Sydney’s Eastern Suburbs To Be Targeted In First Roadside Tests For Coke

New South Wales drivers are looking like the first in Australia to start being roadside tested for traces of cocaine, with Sydney’s Eastern Suburbs directly in the firing line.

The Daily Telegraph reports that Police Minister Troy Grant has closed some loophole that prevented cocaine from being detected by the DrugWipe devices used by police.

“When roadside testing of oral fluids was introduced in 2006, suitable equipment for detecting cocaine was not available,” he told the paper. “Technology has advanced considerably since that time and the testing of oral fluid for cocaine is now feasible.”

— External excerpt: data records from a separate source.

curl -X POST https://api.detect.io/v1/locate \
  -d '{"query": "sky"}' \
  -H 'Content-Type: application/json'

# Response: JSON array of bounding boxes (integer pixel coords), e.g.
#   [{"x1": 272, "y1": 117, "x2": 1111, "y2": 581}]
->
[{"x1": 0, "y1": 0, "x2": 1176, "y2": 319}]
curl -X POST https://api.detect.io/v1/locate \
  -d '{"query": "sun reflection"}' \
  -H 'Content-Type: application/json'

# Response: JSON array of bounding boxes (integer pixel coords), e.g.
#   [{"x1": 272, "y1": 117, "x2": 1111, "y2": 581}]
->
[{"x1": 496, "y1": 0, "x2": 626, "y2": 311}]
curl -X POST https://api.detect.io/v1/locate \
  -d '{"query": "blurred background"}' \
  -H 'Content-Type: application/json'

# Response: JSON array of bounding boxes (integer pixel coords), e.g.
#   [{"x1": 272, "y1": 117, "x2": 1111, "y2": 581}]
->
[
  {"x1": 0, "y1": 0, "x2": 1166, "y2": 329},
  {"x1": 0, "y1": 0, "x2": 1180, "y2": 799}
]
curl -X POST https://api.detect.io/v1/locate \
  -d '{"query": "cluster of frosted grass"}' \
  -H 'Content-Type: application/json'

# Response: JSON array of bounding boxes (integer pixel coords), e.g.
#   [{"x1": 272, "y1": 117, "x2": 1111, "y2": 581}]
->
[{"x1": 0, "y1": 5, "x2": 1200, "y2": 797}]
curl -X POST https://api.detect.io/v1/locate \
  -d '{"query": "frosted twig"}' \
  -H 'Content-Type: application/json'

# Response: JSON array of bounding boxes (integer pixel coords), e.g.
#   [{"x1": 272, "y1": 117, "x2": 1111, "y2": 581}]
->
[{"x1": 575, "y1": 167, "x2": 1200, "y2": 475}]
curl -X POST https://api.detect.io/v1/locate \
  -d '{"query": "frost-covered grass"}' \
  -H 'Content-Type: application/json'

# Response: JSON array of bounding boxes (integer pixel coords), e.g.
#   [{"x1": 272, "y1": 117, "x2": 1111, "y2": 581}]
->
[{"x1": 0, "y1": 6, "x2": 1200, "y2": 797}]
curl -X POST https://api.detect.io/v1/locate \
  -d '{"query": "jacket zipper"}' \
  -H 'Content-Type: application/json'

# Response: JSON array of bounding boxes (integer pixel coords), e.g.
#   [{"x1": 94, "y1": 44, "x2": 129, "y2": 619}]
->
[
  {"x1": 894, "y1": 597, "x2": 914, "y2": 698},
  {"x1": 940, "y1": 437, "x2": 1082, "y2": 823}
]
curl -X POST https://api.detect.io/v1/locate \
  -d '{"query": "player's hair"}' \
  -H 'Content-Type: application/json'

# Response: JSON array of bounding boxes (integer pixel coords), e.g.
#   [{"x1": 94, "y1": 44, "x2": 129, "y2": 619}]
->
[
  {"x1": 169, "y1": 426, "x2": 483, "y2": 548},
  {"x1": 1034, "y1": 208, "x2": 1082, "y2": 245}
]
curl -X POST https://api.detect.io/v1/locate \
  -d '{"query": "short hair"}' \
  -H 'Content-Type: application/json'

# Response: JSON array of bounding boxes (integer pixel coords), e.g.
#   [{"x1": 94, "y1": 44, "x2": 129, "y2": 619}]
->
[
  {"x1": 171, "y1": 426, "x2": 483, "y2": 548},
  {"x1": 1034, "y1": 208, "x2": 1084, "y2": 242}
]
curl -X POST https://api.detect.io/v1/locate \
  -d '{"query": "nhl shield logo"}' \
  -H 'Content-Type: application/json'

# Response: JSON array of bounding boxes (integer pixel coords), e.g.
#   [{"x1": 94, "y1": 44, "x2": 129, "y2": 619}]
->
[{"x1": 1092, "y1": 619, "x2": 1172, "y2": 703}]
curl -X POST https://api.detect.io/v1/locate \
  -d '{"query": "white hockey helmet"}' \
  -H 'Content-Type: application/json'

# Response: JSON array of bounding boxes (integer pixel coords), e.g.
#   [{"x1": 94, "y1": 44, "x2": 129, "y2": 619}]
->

Right now, roadside checks on drivers only test for cannabis, ecstasy and ice.

It’s controversial to say the least, with little clarity on how long different drugs are detectible in your system after the effects are no longer felt. For example, earlier this year a Lismore magistrate slammed the NSW Government‘s assertions that cannabis can only be detected in a person’s saliva for up to 12 hours, saying that he’d heard hundreds of cases in just a few months were drivers waited days, or even weeks, before driving.

NSW Greens MP David Shoebridge even launched a Change.org petition calling on police to abandon the roadside drug testing program in January this year, calling it “arbitrary, invasive, and [as having] no relationship to the impairment of drivers on our roads.”

The Daily Tele reports that a trial on roadside drug testing for coke could begin in the Eastern Suburbs by the end of the year.